Most carriers have not followed the lead of CMA CGM, which ordered nine 23,000-teu LNG-powered container ships, the first of which was launched last September. LNG is not reflected in Maersk’s plans, as Skou made no mention of LNG when discussing the carrier’s IMO 2020 compliance. For now, CMA CGM represents almost two-thirds of global demand for LNG, although one recent projection says LNG’s total share of the marine fuel market could climb to 40 percent in 2050—perhaps a sign of things to come. 

Skou did mention, however that Maersk has “witnessed high volatility in fuel prices,” and added that the carrier implemented a new surcharge of $50 to $200 per forty-foot-equivalent unit (FEU) as of March 1.

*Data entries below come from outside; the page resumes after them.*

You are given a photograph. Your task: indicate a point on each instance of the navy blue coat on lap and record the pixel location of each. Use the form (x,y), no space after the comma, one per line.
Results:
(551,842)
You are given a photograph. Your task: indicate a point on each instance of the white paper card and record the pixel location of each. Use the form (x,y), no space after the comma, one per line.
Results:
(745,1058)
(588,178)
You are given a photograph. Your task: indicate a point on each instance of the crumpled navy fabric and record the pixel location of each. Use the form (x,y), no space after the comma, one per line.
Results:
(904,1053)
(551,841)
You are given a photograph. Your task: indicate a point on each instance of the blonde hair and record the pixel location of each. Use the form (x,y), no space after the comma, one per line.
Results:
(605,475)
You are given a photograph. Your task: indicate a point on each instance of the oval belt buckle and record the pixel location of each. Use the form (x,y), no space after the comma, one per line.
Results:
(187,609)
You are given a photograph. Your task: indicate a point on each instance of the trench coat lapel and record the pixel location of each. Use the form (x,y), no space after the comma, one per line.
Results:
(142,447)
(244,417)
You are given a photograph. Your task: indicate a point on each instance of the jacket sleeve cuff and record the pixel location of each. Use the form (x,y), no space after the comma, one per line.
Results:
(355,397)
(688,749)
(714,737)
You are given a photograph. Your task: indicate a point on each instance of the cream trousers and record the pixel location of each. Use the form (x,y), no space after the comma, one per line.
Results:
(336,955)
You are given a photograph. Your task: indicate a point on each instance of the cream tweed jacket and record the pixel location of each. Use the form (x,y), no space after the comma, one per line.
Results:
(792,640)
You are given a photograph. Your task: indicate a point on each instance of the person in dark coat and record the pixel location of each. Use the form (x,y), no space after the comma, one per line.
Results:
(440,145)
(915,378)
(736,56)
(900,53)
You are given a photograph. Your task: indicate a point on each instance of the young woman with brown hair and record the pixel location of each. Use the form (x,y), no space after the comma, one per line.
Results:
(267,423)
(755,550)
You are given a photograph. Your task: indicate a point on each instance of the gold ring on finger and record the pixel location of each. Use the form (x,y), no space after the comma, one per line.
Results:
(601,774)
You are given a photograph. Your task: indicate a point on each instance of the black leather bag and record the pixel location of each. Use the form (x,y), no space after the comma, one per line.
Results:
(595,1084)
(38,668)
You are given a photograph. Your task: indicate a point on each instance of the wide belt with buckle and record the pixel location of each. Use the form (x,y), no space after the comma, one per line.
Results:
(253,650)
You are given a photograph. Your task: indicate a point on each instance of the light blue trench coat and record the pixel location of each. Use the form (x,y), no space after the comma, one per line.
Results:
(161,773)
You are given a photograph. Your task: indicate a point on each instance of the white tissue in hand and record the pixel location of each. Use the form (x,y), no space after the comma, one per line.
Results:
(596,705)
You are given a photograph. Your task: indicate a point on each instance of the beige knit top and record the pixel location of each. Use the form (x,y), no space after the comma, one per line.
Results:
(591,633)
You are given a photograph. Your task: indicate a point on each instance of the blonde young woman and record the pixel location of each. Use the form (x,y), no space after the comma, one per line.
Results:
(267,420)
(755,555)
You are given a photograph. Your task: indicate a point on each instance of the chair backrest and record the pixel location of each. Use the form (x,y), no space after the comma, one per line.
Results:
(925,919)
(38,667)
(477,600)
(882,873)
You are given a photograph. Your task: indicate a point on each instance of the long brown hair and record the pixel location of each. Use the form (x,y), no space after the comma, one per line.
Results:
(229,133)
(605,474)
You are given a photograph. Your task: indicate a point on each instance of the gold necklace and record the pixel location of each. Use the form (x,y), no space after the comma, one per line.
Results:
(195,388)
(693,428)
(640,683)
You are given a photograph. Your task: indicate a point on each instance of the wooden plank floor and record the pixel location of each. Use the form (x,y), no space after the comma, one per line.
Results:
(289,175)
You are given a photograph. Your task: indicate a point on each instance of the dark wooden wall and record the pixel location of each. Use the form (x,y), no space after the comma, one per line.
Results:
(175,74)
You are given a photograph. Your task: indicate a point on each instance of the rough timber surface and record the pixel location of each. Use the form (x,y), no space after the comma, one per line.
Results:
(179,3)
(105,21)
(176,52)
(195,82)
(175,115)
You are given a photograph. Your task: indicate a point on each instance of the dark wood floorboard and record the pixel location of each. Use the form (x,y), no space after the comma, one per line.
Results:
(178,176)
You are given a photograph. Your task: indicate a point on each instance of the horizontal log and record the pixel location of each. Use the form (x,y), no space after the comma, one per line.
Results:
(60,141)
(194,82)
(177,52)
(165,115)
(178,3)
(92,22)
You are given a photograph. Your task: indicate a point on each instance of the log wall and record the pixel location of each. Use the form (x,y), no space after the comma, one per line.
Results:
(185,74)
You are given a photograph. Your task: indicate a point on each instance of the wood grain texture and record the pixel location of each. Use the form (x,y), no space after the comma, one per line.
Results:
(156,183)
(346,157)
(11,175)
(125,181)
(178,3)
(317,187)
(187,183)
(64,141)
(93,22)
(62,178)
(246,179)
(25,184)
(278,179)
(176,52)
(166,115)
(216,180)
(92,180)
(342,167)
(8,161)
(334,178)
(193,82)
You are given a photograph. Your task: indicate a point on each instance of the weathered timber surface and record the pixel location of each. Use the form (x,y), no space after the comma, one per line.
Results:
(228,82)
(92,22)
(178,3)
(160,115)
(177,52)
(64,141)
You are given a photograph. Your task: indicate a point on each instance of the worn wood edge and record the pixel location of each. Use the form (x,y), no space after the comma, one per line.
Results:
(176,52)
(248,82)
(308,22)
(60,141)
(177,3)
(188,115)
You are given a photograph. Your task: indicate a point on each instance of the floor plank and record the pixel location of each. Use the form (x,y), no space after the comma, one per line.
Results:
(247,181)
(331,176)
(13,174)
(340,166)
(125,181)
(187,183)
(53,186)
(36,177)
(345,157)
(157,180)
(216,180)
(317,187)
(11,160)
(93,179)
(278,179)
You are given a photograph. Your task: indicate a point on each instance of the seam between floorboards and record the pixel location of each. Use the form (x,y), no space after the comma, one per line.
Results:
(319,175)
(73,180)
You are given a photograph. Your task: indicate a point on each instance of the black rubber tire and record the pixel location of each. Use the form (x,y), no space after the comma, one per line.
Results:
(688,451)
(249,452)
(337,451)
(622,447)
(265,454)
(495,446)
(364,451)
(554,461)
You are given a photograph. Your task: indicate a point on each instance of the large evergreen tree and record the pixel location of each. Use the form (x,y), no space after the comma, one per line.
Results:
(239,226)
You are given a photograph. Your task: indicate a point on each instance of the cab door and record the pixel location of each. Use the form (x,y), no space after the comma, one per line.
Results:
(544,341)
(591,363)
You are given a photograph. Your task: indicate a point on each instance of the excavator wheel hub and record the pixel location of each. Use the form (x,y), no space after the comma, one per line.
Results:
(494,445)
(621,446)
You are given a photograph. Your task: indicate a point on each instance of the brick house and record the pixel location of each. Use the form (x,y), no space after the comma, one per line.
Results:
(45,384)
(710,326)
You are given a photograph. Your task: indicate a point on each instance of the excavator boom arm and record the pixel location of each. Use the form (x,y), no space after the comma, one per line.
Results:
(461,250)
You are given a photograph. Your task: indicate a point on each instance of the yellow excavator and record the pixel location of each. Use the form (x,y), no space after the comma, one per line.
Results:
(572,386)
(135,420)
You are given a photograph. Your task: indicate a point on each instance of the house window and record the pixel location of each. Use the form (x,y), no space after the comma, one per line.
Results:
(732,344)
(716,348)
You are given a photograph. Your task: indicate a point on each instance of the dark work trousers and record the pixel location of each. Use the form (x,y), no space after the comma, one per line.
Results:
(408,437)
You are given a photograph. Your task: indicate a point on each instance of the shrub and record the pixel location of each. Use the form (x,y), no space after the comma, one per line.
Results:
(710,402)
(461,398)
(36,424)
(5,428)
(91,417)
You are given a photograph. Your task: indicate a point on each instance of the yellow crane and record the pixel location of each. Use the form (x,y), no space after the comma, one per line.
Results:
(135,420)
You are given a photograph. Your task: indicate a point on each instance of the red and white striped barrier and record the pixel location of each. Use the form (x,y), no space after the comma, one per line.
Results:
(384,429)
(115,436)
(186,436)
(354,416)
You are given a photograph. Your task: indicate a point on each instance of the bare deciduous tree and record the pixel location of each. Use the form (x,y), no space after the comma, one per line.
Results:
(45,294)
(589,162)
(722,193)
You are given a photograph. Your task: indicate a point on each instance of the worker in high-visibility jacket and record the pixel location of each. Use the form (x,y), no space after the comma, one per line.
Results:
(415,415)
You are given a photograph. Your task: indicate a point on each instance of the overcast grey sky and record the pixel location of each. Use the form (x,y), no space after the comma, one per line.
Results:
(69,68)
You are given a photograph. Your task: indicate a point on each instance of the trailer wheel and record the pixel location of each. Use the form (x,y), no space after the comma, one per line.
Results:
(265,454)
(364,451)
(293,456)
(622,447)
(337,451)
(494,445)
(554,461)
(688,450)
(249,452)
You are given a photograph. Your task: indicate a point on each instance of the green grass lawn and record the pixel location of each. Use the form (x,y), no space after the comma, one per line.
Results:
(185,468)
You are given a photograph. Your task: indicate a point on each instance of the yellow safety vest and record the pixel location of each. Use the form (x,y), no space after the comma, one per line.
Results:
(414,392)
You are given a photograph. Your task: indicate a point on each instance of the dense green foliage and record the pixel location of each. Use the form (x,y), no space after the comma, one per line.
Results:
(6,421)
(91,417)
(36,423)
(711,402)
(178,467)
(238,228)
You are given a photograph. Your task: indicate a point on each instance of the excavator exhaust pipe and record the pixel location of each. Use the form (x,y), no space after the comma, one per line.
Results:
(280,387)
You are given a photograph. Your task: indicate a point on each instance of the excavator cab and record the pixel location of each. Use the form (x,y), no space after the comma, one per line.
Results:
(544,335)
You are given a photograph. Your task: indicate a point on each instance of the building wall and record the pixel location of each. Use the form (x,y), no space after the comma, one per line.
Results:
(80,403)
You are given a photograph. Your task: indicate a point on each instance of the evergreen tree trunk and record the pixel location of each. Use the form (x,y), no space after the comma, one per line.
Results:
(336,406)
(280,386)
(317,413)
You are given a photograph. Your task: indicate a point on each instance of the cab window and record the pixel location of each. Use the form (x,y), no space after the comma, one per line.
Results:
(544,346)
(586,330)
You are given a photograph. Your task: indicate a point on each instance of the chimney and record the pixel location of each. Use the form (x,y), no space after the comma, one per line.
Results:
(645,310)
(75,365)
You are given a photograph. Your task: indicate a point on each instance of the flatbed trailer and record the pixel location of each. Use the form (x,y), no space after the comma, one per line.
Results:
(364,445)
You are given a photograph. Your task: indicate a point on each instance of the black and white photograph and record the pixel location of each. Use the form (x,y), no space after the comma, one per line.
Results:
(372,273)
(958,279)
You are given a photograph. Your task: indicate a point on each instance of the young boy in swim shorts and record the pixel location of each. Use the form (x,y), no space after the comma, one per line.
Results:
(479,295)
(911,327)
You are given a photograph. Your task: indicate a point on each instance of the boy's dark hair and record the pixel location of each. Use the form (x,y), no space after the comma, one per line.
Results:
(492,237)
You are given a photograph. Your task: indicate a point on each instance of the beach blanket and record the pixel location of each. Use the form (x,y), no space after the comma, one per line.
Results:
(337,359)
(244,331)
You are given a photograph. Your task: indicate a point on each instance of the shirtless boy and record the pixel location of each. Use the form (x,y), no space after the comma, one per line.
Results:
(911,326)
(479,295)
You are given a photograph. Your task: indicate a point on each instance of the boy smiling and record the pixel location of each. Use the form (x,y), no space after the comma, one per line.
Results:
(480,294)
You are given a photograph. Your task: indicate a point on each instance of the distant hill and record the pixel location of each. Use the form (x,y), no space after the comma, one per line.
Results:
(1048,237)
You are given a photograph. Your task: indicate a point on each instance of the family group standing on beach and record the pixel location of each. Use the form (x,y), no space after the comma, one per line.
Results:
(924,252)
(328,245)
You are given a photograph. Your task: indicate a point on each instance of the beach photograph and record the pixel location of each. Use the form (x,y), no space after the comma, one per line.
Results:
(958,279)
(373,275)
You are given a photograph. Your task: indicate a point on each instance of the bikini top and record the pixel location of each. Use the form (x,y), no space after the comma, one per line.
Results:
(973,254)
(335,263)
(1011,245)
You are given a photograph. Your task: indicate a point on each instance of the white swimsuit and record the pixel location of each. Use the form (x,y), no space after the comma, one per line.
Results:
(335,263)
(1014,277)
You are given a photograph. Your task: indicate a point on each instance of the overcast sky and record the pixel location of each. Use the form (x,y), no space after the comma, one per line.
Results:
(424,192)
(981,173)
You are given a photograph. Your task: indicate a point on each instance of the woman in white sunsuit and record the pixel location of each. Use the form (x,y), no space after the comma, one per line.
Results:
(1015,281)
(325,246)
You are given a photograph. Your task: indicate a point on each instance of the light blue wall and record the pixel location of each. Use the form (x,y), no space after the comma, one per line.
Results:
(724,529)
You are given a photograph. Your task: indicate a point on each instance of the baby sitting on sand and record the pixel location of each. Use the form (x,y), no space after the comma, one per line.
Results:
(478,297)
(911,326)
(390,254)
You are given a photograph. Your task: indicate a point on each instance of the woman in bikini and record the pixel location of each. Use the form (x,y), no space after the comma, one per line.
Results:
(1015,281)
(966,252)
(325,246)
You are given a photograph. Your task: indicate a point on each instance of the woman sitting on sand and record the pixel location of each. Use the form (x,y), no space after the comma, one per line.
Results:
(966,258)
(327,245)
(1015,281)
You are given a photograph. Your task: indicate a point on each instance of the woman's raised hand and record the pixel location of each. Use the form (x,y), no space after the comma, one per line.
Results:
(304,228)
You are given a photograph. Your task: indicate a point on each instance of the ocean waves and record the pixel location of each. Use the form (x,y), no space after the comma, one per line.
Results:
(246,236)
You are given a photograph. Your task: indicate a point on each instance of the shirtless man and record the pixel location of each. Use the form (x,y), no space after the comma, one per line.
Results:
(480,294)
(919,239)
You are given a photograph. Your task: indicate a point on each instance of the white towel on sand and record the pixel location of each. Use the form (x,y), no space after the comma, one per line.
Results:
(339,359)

That points to yet another problem for container carriers. A recent report from the consultancy AlixPartners found increasing shipper frustration toward the “opacity on the part of the container-shipping sector regarding its pricing, now compounded by the implementation of the IMO 2020 rule.”

This perception says the study, is likely to lead to new pressure on container carriers to reform and standardize how pricing and fuel bunker adjustments are calculated. “Carriers could see their hard-fought financial gains of recent years totally evaporate if they fail to control costs,” said Esben Christensen, an AlixPartners managing director, “including how they manage fuel costs and customer expectations around fuel costs.” 

Here again, IMO 2020 compliance comes into play. Besides the possibility of installing scrubbers, Christensen added, carriers also need to consider “other longer-term factors, such as whether smaller and more-remote ports might be challenged to secure adequate low-sulfur fuel supplies.”